19 August: After two weeks of interrogation and a careful search of his house, too little evidence had been found to justify his extradition.

22 August: In Pakistan, law enforcement authorities continued to interrogate Rauf over his role in the plot. Pakistani Interior Minister Aftab Khan Sherpao said British police were conducting inquiries in Pakistan but were not involved in questioning Rauf.
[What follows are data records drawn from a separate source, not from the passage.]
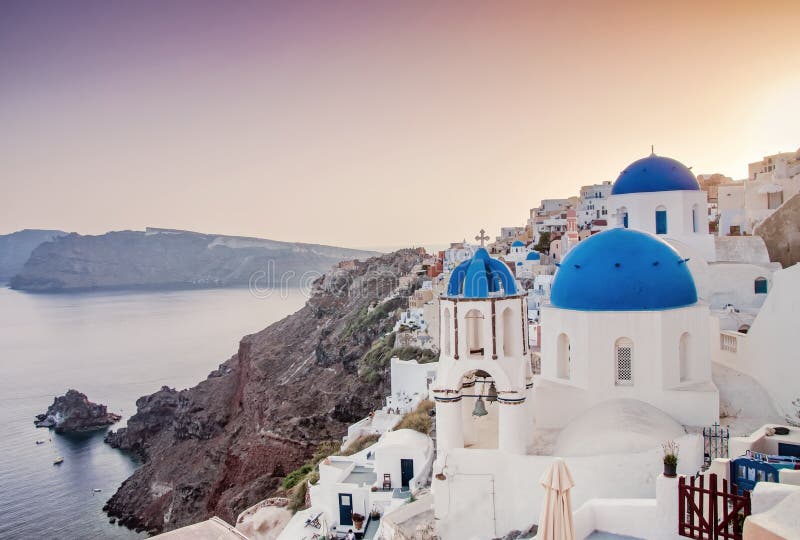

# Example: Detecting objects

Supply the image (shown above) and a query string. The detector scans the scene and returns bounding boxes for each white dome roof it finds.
[553,399,686,457]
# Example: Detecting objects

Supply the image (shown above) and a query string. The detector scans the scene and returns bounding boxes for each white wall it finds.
[375,440,433,488]
[433,435,703,540]
[534,303,719,428]
[608,190,715,261]
[711,264,800,421]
26 August: Pakistani Interior Minister Aftab Ahmad Sherpao said Rauf had "wider international links" and was in touch with an Afghanistan-based al-Qaida leader. He did not offer any evidence to back up his claim. Pakistan has withheld information about at least seven suspects, whom security officials say were arrested on Rauf's information. Pakistan has no extradition treaty with Britain, but Sherpao said they would consider deporting Rauf to London if a request was made. Rauf, in his mid-20s, is believed to have been interrogated by Pakistan agents near the capital, Islamabad.

13 December: Terrorism charges against Rauf are dropped. The Pakistani court finds there is no evidence that he is involved in terrorism. The British government stated this did not affect their proceedings against the other suspects.

14 December 2007: Rauf allegedly escaped from jail. Authorities say he escaped after freeing himself from handcuffs. The two police officials on duty were arrested by Islamabad police. The police also tightened security at public transport routes and especially in Rauf's native town, Mirpur. A month after this report surfaced, Rauf's lawyer denied he had escaped and said he was probably still in custody.

2008: Rauf had contact with Bryant Neal Vinas and other named al-Qaeda leaders before 19 August 2008 attack on Forward Operating Base Salerno, an American who joined al-Qaeda. Vinas was captured in November 2008, and convicted of participating in and supporting al-Qaeda plots in Afghanistan and the US

22 November 2008: Rauf is reportedly killed in a US missile strike in Pakistan. After the Pakistan government failed to hand over his body, his family disputed the reports and believed he was still alive.

8 April 2009: British security sources claim Rauf was the mastermind behind an alleged terror cell, the members of which were arrested in North West England. It is unclear whether they thought he was still alive at this time.

27 October 2012: Rauf's family confirmed that he was killed in a US drone strike and announced that they planned to file a wrongful death lawsuit against the British government, accusing them of assisting the US in organising the attack.